If the men need to conquer, the women need to be indispensable. All the women in Fima’s life by turns celebrate his helplessness and childishness, and berate him for it. The men politicize their sexuality, and the women conceal their own lust for power under erotic masks. Nina, Fima’s lover, functions in his life as a kind of erotic social worker, arriving for their trysts with baskets of groceries and household cleaning supplies. Yael, his former wife, manages his daily life for him, listens silently to his inspired harangues, and unquestioningly aborts the child Fima is afraid to father, amassing an arsenal of resentment. The women’s power is in making themselves indispensable, and then demanding reparations for having given gifts for which there can be no recompense. And they strengthen their positions at these erotic negotiating tables by refusing to acknowledge any complicity in their own disappointments. Yael insists that Fima is solely responsible for the abortion of their child, though she herself was ambivalent, and went unprotesting to the clinic by herself. Annette is furious at Fima when he deceives her into bed, but she has labored assiduously both to attract him and to ignore his caresses until they are both well past the point of no return. And when Fima questions the nurse Tamar about her lichen-like ability to love unrequitedly a man who “hates the human race in general and women in particular,” and suggests that she disentangle herself, she replies, “How can I, Fima? I’m in love with him,” as if blind love is any more admirable than blind hate. Indeed, Tamar’s fanatic love for the misogynistic gynecologist has sinister murderous undertones, as she alternately abases herself and threatens him, a reminder that if making war contains components of both fantasy and will, so does making love.
In a momentary, unimportant quarrel between a passing couple that Fima observes on the street, Oz tactfully sets his parallel in place. We never know what the fight is about, but over-hear the boy offer, “All right, so let’s both give in” and the girl reply, “It’s too late now. It won’t make any difference.” Just as they are about to part hopelessly, the girl calls out to the boy, who rushes back to embrace her. The exquisitely judged small scale of the incident earns the novelist the right to its large implications.

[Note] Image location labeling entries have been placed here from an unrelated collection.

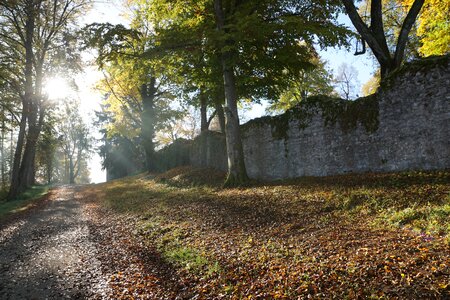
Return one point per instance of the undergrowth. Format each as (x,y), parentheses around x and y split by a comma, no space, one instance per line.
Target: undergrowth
(23,201)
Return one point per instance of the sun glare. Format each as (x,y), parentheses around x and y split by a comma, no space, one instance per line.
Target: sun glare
(57,89)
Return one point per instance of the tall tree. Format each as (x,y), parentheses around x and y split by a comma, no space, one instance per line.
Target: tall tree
(34,28)
(260,46)
(318,81)
(374,34)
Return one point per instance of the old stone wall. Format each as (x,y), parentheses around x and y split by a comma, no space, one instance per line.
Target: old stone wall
(405,126)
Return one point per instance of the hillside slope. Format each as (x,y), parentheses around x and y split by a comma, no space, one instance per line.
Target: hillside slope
(371,236)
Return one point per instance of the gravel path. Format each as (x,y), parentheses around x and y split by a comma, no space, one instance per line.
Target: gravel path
(50,253)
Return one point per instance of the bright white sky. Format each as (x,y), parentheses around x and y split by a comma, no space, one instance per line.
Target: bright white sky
(113,12)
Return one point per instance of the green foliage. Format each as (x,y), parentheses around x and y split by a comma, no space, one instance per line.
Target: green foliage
(433,27)
(310,83)
(23,201)
(348,114)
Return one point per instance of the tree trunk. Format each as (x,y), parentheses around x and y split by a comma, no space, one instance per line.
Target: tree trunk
(2,153)
(148,92)
(220,114)
(17,182)
(71,171)
(14,188)
(203,112)
(237,173)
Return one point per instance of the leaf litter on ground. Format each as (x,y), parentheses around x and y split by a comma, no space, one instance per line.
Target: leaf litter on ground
(352,236)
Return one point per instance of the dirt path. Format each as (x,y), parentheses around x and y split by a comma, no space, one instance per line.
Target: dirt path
(50,254)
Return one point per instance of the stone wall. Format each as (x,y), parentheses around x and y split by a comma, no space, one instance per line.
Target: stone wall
(405,126)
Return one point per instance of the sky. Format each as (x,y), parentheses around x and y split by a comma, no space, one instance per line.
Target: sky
(113,12)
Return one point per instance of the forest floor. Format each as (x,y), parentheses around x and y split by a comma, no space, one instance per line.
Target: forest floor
(180,236)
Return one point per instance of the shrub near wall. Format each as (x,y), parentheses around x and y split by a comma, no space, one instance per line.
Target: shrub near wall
(405,126)
(174,155)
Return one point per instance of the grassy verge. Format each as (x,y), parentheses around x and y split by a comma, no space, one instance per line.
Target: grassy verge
(23,202)
(367,236)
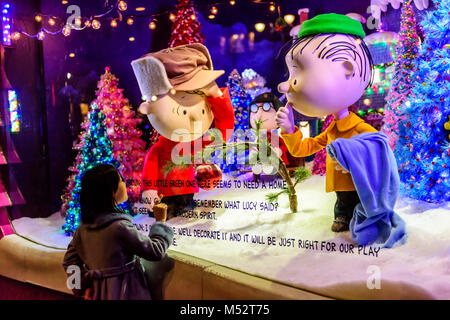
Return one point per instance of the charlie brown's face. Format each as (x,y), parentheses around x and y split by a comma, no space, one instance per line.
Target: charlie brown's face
(181,116)
(323,78)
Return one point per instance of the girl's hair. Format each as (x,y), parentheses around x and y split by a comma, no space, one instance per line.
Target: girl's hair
(98,186)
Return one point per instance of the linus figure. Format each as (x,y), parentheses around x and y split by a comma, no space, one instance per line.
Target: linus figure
(329,69)
(264,108)
(183,100)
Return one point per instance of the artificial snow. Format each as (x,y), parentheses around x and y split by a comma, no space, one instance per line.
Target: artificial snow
(299,249)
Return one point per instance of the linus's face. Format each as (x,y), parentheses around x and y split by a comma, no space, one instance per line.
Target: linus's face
(179,117)
(326,74)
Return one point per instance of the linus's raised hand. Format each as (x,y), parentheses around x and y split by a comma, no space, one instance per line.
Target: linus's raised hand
(285,119)
(212,90)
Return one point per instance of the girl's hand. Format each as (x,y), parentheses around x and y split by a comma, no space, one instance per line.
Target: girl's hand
(338,167)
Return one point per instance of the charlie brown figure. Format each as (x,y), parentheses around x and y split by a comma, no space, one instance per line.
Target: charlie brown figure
(330,67)
(183,100)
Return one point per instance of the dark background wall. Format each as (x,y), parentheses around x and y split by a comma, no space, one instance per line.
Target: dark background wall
(46,94)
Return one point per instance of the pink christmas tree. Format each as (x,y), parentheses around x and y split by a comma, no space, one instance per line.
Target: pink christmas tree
(121,124)
(398,98)
(186,28)
(319,165)
(121,127)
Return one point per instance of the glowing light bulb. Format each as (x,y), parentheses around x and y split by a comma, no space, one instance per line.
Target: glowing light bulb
(289,18)
(41,35)
(96,24)
(15,36)
(260,27)
(122,5)
(66,30)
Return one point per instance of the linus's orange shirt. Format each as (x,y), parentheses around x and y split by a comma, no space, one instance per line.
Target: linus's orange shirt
(343,128)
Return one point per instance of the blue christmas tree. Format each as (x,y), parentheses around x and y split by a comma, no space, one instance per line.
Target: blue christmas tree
(95,148)
(423,150)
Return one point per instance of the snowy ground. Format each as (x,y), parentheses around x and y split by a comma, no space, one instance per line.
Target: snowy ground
(418,269)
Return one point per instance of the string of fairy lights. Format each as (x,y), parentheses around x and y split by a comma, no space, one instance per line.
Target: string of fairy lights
(119,12)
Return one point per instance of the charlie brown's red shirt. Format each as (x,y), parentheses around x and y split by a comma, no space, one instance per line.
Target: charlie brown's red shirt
(180,181)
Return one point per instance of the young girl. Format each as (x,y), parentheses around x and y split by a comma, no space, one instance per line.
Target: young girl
(107,247)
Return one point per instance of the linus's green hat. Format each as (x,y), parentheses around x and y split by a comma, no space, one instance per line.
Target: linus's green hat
(331,23)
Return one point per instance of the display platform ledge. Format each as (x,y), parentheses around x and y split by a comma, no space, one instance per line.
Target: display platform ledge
(191,278)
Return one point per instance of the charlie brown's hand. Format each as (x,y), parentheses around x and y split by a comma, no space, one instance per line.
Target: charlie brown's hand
(212,90)
(285,119)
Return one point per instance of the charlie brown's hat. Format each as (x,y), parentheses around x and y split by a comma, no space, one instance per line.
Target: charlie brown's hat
(185,68)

If Fima illustrates how love is a matter not only of rapturous vision but of choice, it also illustrates that politics are created not only by the calculation of national advantage, but by an imagination of human life. Men and women, as Fima observes in one of his window-gazing sessions, can neither fully merge nor separate. Nor, the novel recognizes, can truth and fiction, good and evil, the politics of pragmatism and the politics of conscience. As the novel finishes, its hero, the neither perfectible nor ineducable Fima, falls asleep in a movie house, before either the film or his own story is over. The irresolution is more powerful than any theatrical catharsis would be, a brilliantly deft conclusion by a novelist who has set himself the large task of telling a story that has no end.